Simon keeps his mind blank. He just stares at her.

She takes a deep breath.

I know we're right, and Fayden's wrong.

She checks that the door is shut, and switches on the Don't Disturb sign. She pitches her voice more loudly than normal.

She explains, using simple terms, why Joe was sent to jail, what custody is, why he has been removed from Joe's custody.

"He was never really your father, you know, it was never properly finished, you see?"

She explains what a handicap is, what multi-handicapped means, what normal means.

"So you'll need very special care and teaching so you can, when you're grown up, fit in with all the other people. You see that, don't you?"

No response.

He stands unmoving, one hand steadying himself against the wall. His face is absolutely still.

She explains why, in short, they'll be sending him away soon to a very nice home and school where there will be kind and] understanding people who will love him for himself, take good care of him, and teach him all,

"Simon, you can hear me?"

His eyes are fixed on her face.

He hasn't shown any reaction whatsoever. Except, queerly, his eyes have become darker.

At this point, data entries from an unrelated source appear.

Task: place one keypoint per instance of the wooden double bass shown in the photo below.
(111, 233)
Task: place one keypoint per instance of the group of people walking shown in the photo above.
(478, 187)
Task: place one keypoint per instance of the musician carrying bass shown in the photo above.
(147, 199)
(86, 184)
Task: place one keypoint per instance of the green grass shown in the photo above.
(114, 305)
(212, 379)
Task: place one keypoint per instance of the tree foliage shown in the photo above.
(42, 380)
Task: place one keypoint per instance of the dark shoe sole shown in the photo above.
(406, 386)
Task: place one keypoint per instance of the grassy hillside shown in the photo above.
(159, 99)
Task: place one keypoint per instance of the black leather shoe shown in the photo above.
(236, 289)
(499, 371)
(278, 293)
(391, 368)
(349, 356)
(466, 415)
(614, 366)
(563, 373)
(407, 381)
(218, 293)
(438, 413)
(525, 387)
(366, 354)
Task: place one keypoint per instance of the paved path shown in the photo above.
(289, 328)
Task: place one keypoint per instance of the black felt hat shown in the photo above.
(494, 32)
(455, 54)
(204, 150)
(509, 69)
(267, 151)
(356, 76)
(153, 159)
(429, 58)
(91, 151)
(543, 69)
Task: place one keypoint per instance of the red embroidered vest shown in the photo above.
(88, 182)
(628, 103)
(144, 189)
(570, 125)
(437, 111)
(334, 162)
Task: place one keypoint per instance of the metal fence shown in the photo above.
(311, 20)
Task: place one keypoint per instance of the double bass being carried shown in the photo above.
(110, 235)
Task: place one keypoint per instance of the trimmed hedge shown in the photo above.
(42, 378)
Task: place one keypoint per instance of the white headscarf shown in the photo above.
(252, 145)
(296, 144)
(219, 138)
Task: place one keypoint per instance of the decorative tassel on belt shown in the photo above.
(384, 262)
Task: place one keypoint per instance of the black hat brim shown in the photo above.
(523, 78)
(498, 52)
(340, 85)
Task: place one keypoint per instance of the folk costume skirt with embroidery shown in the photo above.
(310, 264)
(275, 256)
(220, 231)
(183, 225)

Pupil enlargement of course… but where's the green gone to?

"Simon?" standing up, "Simon? Are you all right? Simon?" Her voice is coming from the far dark distance, and sounds like a cry for help.

They can't do this to me. And he knew they could.

He had endured it all. Whatever they did to him, and however long it was going to take, he could endure it. Provided, at the end, he went home.

And home is Joe, Joe of the hard hands but sweet love. Joe who can comfort, Joe who takes care. The strong man, the man who cries with him. And home has become Kerewin, Kerewin the distant who is so close. The woman who is wise, who doesn't tell him lies. The strong woman, the woman of the sea and the fire.